Money Brilliant’s Jen Bakker
Fixing can be a risk, she says, if circumstances change and a borrower needs to move for work reasons or upgrade their property, for instance. “The penalties associated with repaying a fixed-rate mortgage, particularly in an environment where rates are dropping, can be hefty.”
Bowcock says borrowers wanting to lock in a low fixed rate might be better off taking out a split loan, where one portion is fixed and the other is variable.
“I don’t think anyone should be in a rush to fix all of their mortgage” – Saul Eslake
“A good exercise is to calculate the increase in your regular repayment should the banks increase variable rates by 1 per cent,” he says. “If that difference would have a material impact on your lifestyle, then it is wise to split the loan into fixed and variable.”
Eslake agrees. “Borrowers who are particularly anxious about the possibility of rates going up could still consider fixing some of their mortgage, but I don’t think anyone should be in a rush to fix all of their mortgage,” he says.
Another advantage of split loans is they allow borrowers to make additional payments on the variable-rate portion, Bakker says. “Often fixed rates don’t allow additional payments or offer a capped amount that you can pay extra before you are penalised.”
Yardney says he learnt a long time ago to fix just a portion of a loan – not the entire amount. He also warns investors with multiple loans to be careful about locking in fixed terms that end simultaneously. If interest rates rise in the meantime, you may find it difficult to service your new loan repayments.
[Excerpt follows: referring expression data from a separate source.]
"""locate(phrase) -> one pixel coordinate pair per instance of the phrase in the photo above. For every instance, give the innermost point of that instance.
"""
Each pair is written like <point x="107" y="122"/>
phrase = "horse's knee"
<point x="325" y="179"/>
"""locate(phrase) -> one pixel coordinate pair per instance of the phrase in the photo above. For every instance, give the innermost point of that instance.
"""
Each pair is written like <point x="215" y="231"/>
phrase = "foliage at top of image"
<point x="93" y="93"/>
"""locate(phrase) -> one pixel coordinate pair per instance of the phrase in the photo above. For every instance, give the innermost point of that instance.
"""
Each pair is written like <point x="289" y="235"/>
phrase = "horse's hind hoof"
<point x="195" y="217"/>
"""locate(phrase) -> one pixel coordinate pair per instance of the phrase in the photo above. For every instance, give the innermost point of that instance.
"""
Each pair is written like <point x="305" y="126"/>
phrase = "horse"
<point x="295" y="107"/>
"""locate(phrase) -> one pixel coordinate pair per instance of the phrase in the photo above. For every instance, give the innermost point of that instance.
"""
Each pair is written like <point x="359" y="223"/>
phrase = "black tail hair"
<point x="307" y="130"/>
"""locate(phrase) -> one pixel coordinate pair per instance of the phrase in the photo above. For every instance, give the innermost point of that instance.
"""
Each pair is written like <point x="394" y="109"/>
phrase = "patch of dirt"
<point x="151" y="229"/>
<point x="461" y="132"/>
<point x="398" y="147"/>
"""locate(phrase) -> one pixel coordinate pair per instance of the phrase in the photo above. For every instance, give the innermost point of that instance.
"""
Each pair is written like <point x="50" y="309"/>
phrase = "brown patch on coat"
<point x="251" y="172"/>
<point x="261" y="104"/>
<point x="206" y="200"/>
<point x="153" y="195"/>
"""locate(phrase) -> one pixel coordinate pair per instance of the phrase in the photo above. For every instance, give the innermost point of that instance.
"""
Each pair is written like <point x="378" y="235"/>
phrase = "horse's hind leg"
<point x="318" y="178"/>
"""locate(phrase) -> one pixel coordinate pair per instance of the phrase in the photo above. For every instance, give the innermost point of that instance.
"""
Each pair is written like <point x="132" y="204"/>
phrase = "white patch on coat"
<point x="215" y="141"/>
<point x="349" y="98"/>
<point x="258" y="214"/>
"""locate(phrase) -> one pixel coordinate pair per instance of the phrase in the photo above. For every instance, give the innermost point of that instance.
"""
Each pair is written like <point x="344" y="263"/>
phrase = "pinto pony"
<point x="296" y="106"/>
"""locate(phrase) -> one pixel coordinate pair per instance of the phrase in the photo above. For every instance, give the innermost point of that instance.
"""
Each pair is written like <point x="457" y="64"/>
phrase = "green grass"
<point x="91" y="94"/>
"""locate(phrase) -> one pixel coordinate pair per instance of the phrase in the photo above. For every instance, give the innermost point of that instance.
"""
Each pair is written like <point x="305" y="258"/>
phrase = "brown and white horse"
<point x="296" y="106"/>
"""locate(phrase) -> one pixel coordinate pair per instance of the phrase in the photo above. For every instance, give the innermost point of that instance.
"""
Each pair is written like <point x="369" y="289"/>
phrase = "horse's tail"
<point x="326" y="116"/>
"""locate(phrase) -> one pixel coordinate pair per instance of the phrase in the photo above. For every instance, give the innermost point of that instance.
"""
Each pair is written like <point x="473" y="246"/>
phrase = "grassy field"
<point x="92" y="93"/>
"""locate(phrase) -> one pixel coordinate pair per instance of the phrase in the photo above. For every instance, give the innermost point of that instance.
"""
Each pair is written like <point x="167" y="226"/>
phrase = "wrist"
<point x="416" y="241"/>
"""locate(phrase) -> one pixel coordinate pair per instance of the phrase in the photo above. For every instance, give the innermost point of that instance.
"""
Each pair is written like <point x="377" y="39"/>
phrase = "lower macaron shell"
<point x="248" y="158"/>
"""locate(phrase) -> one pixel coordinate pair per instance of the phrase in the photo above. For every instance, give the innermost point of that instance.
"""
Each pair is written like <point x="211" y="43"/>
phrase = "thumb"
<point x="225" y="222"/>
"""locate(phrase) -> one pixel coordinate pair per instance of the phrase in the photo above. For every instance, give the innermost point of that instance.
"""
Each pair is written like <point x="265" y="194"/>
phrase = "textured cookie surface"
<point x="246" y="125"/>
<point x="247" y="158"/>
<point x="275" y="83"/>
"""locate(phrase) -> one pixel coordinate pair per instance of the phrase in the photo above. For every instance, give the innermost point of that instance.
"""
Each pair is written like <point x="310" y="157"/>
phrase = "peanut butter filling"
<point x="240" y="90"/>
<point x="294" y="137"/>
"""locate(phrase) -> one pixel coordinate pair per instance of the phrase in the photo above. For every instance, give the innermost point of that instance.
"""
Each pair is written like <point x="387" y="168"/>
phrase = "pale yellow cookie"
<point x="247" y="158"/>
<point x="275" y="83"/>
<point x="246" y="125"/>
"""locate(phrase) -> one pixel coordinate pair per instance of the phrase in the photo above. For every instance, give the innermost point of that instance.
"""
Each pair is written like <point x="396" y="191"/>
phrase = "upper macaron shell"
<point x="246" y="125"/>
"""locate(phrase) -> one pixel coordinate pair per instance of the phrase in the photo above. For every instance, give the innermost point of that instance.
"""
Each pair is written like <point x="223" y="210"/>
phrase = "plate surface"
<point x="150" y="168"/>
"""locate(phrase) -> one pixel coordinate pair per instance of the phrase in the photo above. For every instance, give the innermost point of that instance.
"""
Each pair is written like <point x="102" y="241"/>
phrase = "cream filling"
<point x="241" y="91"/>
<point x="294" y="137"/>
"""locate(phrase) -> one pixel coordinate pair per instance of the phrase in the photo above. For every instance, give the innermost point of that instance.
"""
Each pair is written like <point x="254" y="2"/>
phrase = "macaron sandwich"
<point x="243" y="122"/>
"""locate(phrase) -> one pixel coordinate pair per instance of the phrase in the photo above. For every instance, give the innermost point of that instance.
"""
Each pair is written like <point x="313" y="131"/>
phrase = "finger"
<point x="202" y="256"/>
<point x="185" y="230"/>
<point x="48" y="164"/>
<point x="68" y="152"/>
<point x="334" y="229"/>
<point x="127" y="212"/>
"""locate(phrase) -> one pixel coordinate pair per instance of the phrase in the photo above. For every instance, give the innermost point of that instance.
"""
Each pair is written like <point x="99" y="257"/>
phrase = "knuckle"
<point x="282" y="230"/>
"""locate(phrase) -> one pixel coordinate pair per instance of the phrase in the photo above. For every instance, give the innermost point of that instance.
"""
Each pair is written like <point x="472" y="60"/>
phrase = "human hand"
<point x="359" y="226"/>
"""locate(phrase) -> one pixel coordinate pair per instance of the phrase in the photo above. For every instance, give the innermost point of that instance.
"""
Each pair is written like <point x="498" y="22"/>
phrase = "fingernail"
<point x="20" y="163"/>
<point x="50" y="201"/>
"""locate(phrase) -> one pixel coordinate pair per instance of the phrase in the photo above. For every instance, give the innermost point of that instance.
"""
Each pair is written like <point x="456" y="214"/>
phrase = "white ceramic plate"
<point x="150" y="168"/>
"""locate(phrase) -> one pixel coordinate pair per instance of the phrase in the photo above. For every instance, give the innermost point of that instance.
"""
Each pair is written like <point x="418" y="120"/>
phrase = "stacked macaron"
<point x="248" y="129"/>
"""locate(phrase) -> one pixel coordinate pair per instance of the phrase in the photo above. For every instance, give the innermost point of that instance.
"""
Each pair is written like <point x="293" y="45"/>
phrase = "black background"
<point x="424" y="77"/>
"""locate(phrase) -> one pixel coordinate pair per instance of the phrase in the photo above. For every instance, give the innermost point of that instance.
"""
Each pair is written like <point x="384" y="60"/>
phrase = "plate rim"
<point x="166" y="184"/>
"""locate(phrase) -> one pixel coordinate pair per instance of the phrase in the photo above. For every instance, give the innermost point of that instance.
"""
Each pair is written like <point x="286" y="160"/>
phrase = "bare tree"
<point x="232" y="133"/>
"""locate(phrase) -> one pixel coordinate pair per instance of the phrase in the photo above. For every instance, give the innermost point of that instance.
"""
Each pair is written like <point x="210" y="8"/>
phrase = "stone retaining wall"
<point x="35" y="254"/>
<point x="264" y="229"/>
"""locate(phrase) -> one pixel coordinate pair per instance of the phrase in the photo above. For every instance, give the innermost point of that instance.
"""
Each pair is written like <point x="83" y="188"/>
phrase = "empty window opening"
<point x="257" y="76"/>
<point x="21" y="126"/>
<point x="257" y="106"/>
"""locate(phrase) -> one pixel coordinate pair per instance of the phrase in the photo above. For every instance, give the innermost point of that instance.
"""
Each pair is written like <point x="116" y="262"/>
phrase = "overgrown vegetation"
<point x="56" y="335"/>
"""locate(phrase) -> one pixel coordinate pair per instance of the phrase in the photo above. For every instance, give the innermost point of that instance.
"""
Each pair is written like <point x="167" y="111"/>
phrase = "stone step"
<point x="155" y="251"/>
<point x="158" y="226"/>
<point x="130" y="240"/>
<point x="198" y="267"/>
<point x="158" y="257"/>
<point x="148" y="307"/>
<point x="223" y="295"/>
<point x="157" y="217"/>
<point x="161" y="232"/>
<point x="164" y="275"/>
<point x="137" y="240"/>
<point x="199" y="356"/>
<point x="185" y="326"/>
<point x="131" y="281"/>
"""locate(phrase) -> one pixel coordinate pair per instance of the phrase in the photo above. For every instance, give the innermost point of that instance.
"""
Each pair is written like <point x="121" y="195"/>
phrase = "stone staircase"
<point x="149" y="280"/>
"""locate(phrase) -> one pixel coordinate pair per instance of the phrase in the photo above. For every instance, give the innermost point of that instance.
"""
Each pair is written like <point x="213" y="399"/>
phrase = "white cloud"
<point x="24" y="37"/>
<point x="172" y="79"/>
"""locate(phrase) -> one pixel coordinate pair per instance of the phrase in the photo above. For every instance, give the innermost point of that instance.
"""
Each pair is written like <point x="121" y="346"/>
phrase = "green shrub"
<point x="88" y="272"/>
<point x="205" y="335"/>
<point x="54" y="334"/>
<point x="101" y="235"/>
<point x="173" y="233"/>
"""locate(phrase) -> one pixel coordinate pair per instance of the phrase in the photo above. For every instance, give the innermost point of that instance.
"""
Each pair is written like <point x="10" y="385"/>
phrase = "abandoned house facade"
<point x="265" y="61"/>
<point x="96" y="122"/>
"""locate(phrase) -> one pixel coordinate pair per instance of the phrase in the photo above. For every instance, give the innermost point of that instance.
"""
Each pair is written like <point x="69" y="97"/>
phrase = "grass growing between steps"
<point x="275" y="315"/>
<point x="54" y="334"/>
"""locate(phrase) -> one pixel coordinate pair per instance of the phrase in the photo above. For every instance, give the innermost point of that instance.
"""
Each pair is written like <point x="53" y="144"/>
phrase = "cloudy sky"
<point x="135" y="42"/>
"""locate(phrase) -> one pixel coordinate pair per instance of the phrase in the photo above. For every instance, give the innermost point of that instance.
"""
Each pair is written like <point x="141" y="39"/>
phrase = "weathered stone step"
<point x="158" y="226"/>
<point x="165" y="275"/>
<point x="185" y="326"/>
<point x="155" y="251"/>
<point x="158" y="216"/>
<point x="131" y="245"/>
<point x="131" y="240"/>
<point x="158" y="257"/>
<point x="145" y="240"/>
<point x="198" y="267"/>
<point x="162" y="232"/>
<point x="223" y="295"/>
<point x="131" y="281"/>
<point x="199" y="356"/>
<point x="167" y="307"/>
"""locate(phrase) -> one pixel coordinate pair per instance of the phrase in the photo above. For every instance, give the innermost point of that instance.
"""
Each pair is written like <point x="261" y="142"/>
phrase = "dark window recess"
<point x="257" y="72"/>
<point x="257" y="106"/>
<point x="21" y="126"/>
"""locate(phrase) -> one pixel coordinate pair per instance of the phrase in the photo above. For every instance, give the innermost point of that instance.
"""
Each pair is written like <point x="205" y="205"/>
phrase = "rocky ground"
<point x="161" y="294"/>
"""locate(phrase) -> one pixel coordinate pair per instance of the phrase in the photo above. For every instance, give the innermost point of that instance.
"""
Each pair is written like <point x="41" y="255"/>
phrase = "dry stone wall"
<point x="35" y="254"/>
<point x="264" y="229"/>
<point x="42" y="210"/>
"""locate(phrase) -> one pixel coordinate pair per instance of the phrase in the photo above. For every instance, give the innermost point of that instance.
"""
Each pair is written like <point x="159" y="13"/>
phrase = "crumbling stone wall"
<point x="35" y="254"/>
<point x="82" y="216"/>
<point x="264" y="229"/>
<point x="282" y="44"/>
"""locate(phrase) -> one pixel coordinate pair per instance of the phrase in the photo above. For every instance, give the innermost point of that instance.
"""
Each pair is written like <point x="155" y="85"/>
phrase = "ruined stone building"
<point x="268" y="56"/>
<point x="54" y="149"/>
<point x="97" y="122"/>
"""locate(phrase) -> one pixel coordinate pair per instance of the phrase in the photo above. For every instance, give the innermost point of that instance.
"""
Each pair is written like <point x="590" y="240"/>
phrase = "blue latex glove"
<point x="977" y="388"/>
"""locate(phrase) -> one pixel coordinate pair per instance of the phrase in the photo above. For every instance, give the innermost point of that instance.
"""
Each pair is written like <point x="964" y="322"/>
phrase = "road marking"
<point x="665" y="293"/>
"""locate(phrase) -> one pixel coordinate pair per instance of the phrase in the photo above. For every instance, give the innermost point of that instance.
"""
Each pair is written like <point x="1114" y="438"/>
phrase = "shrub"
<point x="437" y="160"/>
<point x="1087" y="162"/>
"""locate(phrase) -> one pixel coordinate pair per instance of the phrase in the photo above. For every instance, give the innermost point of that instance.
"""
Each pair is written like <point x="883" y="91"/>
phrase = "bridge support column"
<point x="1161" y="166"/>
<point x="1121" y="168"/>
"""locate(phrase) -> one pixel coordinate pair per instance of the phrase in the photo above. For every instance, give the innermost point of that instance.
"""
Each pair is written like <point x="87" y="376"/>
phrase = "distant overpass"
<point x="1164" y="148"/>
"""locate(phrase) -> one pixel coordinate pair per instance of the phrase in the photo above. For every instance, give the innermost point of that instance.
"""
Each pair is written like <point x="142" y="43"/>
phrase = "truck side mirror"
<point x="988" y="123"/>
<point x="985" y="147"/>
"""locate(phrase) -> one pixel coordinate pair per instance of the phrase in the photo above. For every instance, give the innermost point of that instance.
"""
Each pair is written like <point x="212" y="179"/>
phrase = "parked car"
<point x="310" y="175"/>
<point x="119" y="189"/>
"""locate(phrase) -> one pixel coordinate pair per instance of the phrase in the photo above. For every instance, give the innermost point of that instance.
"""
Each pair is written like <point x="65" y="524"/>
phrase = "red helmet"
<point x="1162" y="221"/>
Ultimately, Bakker says, the decision to fix a loan should be based on the borrowers’ circumstances, not anticipated interest movements. “Unfortunately, none of us has a crystal ball and the banks don’t always move in line with the RBA, leaving some uncertainty when it comes to being able to accurately predict rate movements.”
Perhaps those wanting a definitive answer on the perfect time to fix a loan should consult the nearest octopus.